Created attachment 32602 [details]
Fix for intel-gtt 2.6.35 regression
Patch fixing the problem.
It still needs a meaningful description and Daniel's Signed-off-by.
The original respondent (Kees Cook) has built a kernel with this patch. He reports no regressions.
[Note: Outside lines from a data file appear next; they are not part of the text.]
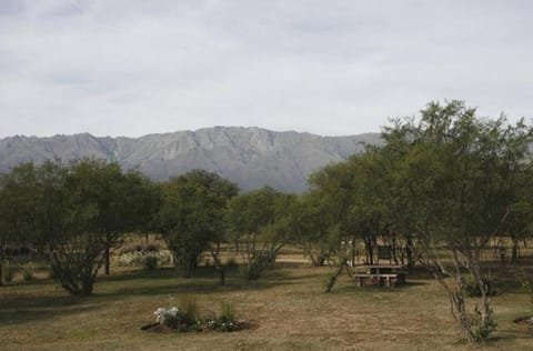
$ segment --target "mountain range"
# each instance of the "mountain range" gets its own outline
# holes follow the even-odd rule
[[[271,185],[302,192],[311,172],[345,160],[379,143],[379,133],[321,137],[261,128],[214,127],[197,131],[148,134],[140,138],[73,136],[9,137],[0,139],[0,173],[22,162],[69,161],[84,157],[137,168],[161,181],[192,169],[218,172],[247,191]]]

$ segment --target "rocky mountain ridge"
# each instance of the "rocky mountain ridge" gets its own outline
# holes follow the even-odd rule
[[[138,168],[154,180],[207,169],[234,181],[242,190],[271,185],[282,191],[306,189],[309,174],[341,162],[380,142],[378,133],[320,137],[261,128],[214,127],[197,131],[148,134],[140,138],[73,136],[9,137],[0,139],[0,172],[27,161],[63,161],[83,157],[117,161]]]

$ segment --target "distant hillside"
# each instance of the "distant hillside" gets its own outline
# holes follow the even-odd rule
[[[207,169],[234,181],[242,190],[268,184],[301,192],[306,189],[312,171],[360,152],[363,143],[379,141],[378,133],[319,137],[239,127],[141,138],[97,138],[89,133],[50,138],[17,136],[0,140],[0,172],[26,161],[41,163],[54,158],[67,161],[97,157],[118,161],[125,169],[138,168],[154,180]]]

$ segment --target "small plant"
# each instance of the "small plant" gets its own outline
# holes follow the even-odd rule
[[[482,323],[481,311],[475,307],[474,314],[471,315],[472,333],[474,341],[481,342],[489,339],[489,335],[496,330],[497,323],[494,321],[494,312],[489,309],[486,315],[486,325]]]
[[[33,280],[36,278],[34,277],[36,265],[32,262],[21,264],[20,269],[22,271],[22,278],[26,281],[30,281],[30,280]]]
[[[491,277],[483,278],[483,284],[485,285],[486,294],[493,297],[496,294],[496,291],[493,289],[494,280]],[[463,279],[463,289],[469,294],[469,297],[481,297],[481,289],[472,275],[466,275]]]
[[[157,251],[132,251],[119,254],[113,258],[113,265],[117,267],[142,267],[155,269],[160,265],[169,265],[172,262],[172,253],[169,250]]]
[[[177,307],[164,309],[159,308],[153,312],[155,315],[155,321],[164,327],[171,329],[184,329],[187,328],[185,322],[182,319],[181,312]]]
[[[182,295],[178,302],[183,321],[188,325],[197,323],[199,318],[197,299],[190,295]]]
[[[222,310],[218,318],[219,329],[221,331],[233,331],[237,330],[237,313],[233,303],[223,302]]]
[[[219,315],[210,312],[208,318],[201,319],[197,301],[190,297],[183,297],[178,307],[159,308],[153,314],[157,323],[178,331],[218,330],[229,332],[242,329],[242,323],[237,321],[234,305],[228,302],[222,303]]]
[[[147,255],[142,265],[145,270],[154,270],[158,268],[158,258],[153,255]]]
[[[228,262],[225,262],[225,268],[228,270],[238,270],[239,269],[239,263],[237,263],[235,258],[230,258]]]

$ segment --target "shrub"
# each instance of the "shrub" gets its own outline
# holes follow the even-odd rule
[[[233,303],[223,302],[218,318],[218,327],[221,331],[237,330],[237,313]]]
[[[178,308],[182,313],[183,321],[188,325],[192,325],[200,320],[197,299],[194,299],[193,297],[182,295],[178,302]]]
[[[172,253],[169,250],[133,251],[113,258],[113,265],[117,267],[143,267],[145,269],[155,269],[160,265],[168,265],[171,262]]]
[[[237,263],[235,258],[230,258],[228,262],[225,262],[225,268],[229,270],[238,270],[239,263]]]
[[[28,263],[21,264],[20,269],[22,271],[22,278],[26,281],[30,281],[30,280],[33,280],[36,278],[34,277],[36,264],[33,262],[28,262]]]
[[[485,288],[486,288],[486,291],[487,291],[486,294],[489,297],[493,297],[493,295],[496,294],[496,290],[493,288],[494,287],[494,279],[486,275],[486,277],[483,278],[483,284],[485,284]],[[481,297],[480,285],[477,284],[477,281],[471,275],[464,277],[463,289],[466,292],[466,294],[471,298]]]
[[[147,270],[153,270],[158,268],[158,258],[153,255],[147,255],[142,264]]]
[[[489,309],[486,321],[486,325],[483,325],[481,322],[481,312],[476,305],[474,314],[471,315],[472,333],[476,342],[486,340],[489,335],[496,330],[497,323],[494,321],[494,312],[492,309]]]
[[[201,330],[202,322],[198,315],[195,299],[183,297],[178,307],[170,309],[159,308],[153,312],[155,321],[167,328],[185,331],[188,329]]]

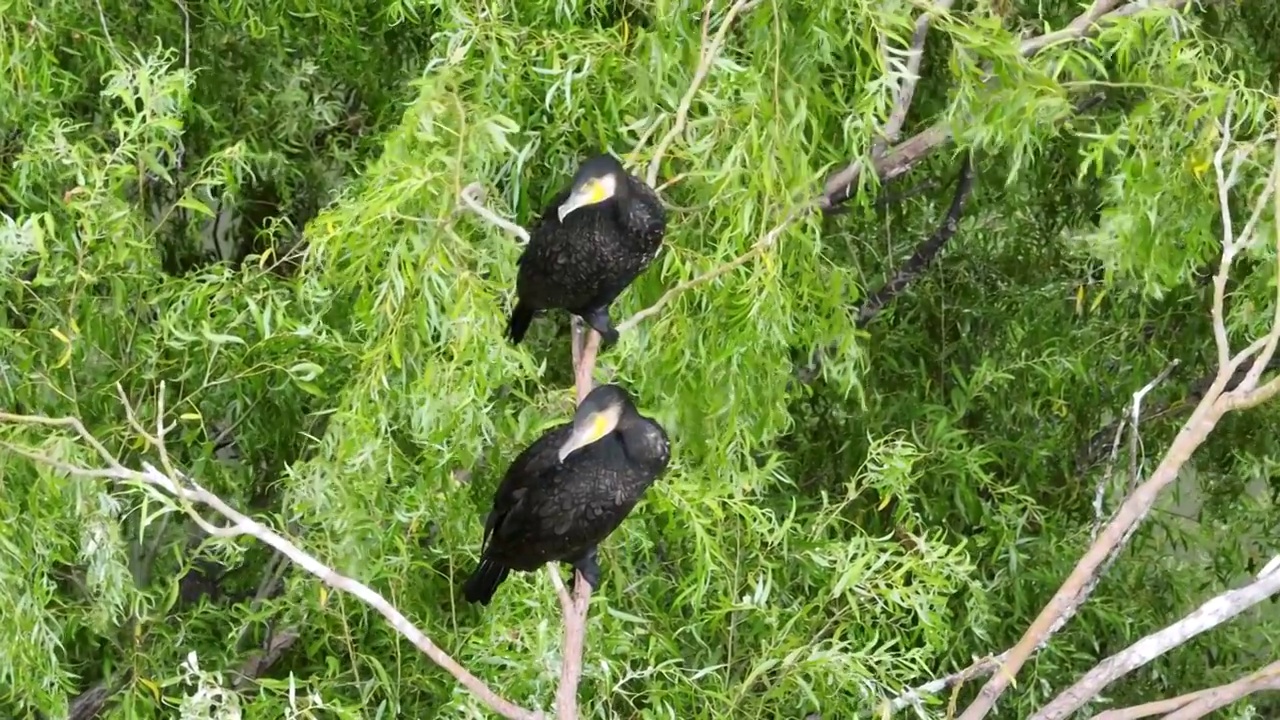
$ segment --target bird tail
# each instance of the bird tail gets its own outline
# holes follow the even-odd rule
[[[489,601],[493,600],[493,593],[509,574],[511,568],[483,557],[480,559],[480,565],[462,585],[462,596],[467,598],[467,602],[489,605]]]
[[[520,345],[529,332],[529,324],[534,322],[534,309],[521,301],[511,310],[511,322],[507,323],[507,337],[512,345]]]

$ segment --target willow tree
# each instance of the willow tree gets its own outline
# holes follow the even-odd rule
[[[1274,682],[1274,6],[294,5],[0,19],[13,715],[1193,717]],[[666,249],[616,347],[512,347],[512,223],[599,149]],[[465,607],[500,471],[605,378],[673,461],[599,592]]]

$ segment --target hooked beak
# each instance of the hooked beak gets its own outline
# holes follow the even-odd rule
[[[596,413],[573,419],[573,432],[559,448],[559,461],[563,462],[575,450],[586,447],[613,432],[618,427],[621,409],[605,407]]]
[[[577,210],[579,208],[584,208],[586,205],[595,205],[596,202],[604,202],[609,197],[613,197],[613,188],[608,187],[604,182],[593,178],[582,183],[577,190],[575,190],[573,193],[568,196],[568,200],[566,200],[559,206],[557,214],[559,215],[559,219],[563,223],[564,218],[567,218],[568,214],[572,213],[573,210]]]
Patch : https://bugzilla.kernel.org/attachment.cgi?id=32602 Handled-By : Anisse Astier <anisse@astier.eu> fixed in .37-rc1 by commit e5e408fc94595aab897f613b6f4e2f5b36870a6f Author: Daniel Vetter <daniel.vetter@ffwll.ch> Date: Sat Aug 28 11:04:32 2010 +0200 intel-gtt: fix gtt_total_entries detection |
Created attachment 27791 [details] Dmesg output of the crash The kernel will panic during boot while loading intel module (in initramfs) This is an Atom-based machine: MSI AE1920 with video card 8086:a001. It was working with kernel 2.6.34.1; I might bisect when I have some time. Dmesg output is attached. I'm getting it with netconsole.